Чуть не к полуночи прибрякал опять колокольчик - Петр дождался все-таки. Вербовщик весело пошатывался. Дуся раздевалась со счастливыми и виноватыми глазами. "Ну что могло случиться?
– врал себе Петр для успокоения.
– Ведь на людях все время толкались там. Ну, сорвал три-четыре поцелуйчика..." Вербовщик манерничал, вихлялся по горнице.
– Танцевали мы, мамаш, новый танец, называется фоксик! Сейчас, мамаш, покажем... Только вы встаньте, мамаш, вот тут, в куточке, и напевайте нам: "Та-ти, та-ря, та-ти, та-ря!.."
– Да ну тебя, малохольный!
– отмахивалась Аграфена Ивановна, но видно было, что приятно ей, что любуется по-матерински на парочку.
"Дура!
– злорадствовал Петр.
– Может быть, еще и в мыслях его как жениха держишь?" Да, наверно, так оно и было - держала.
Вербовщик сам, сбросив оленье пальто, стал напевать:
– Та-ти, та-ря!
Петр такого танца еще не видал. Вербовщик у всех на глазах въелся животом в Дусю и начал на ходу разгибать женщину вперед и назад. И Дуся охотно поддавалась и, прижатая, ходила за ним, улыбаясь и дурея от этих "та-ти, та-ря"... Последнее охальство творилось у всех на виду. Аграфена Ивановна даже сплюнула и ушла на кухню.
Петр прокрался туда же. Губы его дрожали.
– Тетя Груня, прикрыть эту лавочку пора.
Старуха поняла по-своему: заметывает опять насчет того же, что и давеча. Нет, тут старуха остерегалась еще.
– Да ведь как ее воля, Петруша, за кого она хочет... Теперь на дочерей управы нет.
– Я, тетя Груня, про то, чтобы вам за решеткой не насидеться...
Старуха взирала на него обалдело.
Петр не без мстительного удовольствия наскоро растолковал ей про вербовщика. Вместо того, чтобы ехать в Самару и вербовать там рабочую силу, для чего дадены были ему большие казенные деньги, Никитин выискивал тут по баракам лодырей и нанимал их, будто в Самаре, выплачивая им в половинном размере проездные и кормовые деньги. Другую половину брал себе. И свои командировочные и проездные тоже в карман положил. Вот на какие мошенские средства пылил он в Шанхае. Когда подсекут молодчика, - а случится это не сегодня-завтра, - потянут к ответу и тех, у кого он деньги разбазаривал. Могут и остальное все унюхать...
– Ой, ой!
– омертвела Аграфена Ивановна, плюхнулась на табуретку. Петяша, чего же молчал? Как же быть-то?
Петр высился над ней беспощадно.
– Заявить надо, вот что. Но как вы женщина и по этим делам неопытная, то я лично за вас заявляю в партию.
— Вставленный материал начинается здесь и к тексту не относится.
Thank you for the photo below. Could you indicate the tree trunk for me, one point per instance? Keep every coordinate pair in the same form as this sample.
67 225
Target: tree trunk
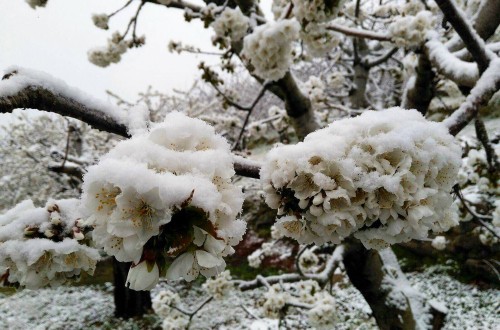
128 303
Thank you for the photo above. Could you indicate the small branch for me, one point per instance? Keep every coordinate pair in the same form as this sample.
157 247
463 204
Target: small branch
381 59
358 33
487 85
477 217
472 41
120 9
482 136
250 109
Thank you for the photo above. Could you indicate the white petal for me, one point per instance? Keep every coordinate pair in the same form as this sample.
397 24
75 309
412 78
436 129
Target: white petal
207 260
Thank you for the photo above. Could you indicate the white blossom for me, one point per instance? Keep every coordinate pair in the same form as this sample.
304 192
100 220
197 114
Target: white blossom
387 180
410 31
140 278
166 194
231 23
439 243
101 21
269 48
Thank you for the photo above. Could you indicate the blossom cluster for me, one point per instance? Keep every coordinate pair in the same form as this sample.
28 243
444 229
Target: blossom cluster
166 194
384 177
410 31
42 246
231 23
268 49
101 21
104 56
317 11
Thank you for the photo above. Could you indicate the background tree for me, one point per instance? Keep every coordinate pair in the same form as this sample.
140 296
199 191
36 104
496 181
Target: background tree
366 44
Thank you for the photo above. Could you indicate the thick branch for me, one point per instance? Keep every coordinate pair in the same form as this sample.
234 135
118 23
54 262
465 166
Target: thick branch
37 97
472 41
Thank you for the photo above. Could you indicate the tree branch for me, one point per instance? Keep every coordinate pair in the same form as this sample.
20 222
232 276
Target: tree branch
358 33
487 85
472 41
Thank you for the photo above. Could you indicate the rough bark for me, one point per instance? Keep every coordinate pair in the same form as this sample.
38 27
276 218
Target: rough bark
419 95
128 303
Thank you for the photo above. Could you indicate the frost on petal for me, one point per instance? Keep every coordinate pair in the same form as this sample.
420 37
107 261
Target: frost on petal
388 180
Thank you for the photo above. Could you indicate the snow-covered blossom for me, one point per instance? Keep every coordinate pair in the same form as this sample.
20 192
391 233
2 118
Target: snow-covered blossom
269 48
410 31
141 278
104 56
36 3
38 245
166 194
323 315
384 177
318 40
317 11
220 285
439 243
101 21
275 299
308 260
231 23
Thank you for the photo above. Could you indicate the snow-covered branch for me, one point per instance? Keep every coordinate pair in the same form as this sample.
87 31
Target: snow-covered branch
487 85
358 33
29 89
472 41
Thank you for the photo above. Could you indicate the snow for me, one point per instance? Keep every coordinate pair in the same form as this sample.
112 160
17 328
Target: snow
92 307
466 73
24 78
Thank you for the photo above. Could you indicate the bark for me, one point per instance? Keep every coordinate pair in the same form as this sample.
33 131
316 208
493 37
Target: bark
419 95
128 303
361 72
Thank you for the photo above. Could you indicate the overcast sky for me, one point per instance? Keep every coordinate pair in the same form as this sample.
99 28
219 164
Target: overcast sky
55 39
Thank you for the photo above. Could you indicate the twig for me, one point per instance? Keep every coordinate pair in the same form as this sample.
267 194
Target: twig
120 9
359 33
475 216
252 106
475 45
492 267
482 136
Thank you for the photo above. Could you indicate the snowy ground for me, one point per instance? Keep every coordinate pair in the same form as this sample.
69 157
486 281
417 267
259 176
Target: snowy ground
91 307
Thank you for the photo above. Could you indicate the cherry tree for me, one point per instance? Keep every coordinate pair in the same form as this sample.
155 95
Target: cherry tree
164 198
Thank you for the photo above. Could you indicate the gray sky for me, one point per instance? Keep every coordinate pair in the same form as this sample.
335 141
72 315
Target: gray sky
55 39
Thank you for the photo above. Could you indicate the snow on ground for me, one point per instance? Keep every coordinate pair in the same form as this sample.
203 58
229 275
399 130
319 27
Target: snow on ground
91 307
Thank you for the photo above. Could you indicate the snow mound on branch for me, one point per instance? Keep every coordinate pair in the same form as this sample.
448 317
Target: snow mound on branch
166 195
231 23
384 177
42 246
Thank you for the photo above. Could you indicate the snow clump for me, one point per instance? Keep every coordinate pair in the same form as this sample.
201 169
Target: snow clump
101 21
384 177
231 23
104 56
410 31
42 246
166 195
269 48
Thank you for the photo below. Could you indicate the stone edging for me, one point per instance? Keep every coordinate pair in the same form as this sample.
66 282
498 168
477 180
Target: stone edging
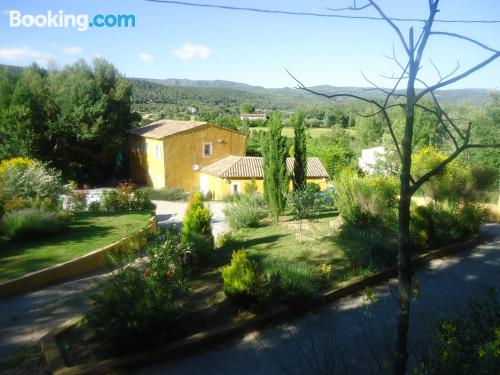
55 361
74 267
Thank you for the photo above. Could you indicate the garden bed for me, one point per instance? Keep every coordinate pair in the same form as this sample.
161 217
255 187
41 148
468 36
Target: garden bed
206 306
86 233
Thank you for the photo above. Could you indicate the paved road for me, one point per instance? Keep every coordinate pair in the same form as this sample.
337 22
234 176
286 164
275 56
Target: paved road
172 213
339 332
25 319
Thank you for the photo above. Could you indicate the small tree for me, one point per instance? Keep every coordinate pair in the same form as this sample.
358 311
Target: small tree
275 174
300 152
303 203
196 231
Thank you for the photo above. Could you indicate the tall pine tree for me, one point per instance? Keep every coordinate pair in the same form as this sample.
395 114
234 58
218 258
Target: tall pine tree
275 174
300 152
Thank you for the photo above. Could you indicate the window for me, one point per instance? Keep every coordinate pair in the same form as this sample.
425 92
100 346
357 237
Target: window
157 152
235 188
207 150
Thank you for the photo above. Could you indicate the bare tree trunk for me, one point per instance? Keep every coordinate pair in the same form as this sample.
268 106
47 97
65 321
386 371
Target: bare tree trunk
404 251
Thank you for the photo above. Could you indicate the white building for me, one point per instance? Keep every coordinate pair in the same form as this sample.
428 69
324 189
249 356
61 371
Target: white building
253 116
370 157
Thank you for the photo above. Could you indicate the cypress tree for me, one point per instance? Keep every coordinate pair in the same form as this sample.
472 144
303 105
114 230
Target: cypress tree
300 152
275 174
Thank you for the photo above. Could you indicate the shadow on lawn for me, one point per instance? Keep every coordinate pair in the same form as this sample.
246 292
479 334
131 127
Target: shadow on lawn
12 259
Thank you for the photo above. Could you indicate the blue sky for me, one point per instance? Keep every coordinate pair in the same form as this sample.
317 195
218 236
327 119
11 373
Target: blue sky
196 43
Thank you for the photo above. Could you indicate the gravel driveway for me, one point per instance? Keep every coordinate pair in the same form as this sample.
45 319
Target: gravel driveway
349 332
173 212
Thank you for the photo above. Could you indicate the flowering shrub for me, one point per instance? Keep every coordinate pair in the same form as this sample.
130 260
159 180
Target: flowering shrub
240 280
33 181
365 201
126 197
196 230
245 211
138 305
31 223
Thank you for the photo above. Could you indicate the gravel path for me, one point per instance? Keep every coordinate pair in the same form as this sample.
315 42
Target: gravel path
339 332
24 319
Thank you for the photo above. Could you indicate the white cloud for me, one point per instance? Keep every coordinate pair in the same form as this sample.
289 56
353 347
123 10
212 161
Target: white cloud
192 51
72 50
147 58
25 53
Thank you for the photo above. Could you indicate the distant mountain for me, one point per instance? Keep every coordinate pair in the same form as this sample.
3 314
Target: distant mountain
296 97
209 93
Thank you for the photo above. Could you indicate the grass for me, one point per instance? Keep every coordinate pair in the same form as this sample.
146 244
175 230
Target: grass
280 241
206 305
86 233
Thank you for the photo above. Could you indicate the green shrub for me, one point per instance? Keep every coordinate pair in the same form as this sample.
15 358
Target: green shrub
31 223
290 282
367 201
31 180
94 207
368 248
138 306
245 212
196 230
167 194
437 224
240 278
468 343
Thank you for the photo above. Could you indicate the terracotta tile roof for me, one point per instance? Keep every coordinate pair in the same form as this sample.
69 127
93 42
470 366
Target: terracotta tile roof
253 167
164 128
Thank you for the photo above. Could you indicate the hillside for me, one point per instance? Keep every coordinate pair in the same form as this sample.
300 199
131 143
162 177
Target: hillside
204 93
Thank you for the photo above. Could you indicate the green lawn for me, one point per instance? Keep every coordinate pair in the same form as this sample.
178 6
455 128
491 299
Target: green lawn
87 232
288 132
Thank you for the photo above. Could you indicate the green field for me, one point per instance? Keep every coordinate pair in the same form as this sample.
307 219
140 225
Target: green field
288 132
86 233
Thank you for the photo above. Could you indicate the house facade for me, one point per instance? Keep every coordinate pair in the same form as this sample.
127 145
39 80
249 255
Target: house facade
197 156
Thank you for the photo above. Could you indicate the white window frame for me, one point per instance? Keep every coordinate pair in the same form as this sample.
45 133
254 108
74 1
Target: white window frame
158 155
238 188
211 149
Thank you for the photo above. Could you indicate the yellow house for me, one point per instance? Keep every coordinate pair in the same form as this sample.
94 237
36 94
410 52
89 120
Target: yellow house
170 152
197 156
231 174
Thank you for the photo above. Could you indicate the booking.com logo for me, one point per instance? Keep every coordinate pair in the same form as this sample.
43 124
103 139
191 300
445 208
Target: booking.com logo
82 22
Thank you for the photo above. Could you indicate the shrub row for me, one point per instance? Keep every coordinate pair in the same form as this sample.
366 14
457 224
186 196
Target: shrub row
247 282
138 306
32 223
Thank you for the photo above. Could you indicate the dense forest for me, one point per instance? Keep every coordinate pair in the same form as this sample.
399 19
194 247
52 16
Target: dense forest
76 118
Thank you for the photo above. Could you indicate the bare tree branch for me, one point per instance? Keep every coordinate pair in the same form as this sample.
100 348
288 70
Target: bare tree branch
453 35
354 7
374 102
440 120
392 24
458 77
И чтобы дать вам это в заслугу, скажу, что все это мошенство разъяснили вы и не потерпели его... И притом - что в дом к вам он шлялся просто нахально.
– Нахально, Петяша, конечно, нахально!
– Аграфена Ивановна злобно порывалась в горницу, где вербовщик уже перед гибелью, издыхающим голосом напевал: "Та-ти, та-ря..."
– И все-таки вы - мать, Аграфена Ивановна, - не сказал, а словно ножом на совести ее вырезал Петр.
И Аграфена Ивановна покорно снесла его строгость. Необорим для нее становился Петр в своих захватах и вожделениях. Но прежде, чем сдаться совсем, сдать ему, недавнему проходимцу, право на родство, на Дусю, и, значит, на весь в жизни приобретенный достаток свой, не удержалась, чтобы не попытать его еще раз:
– Ты начисто скажи, Петр Филатыч... Про Мишу-то так ведь, зря все наболтал? Ты по совести, Петр Филатыч.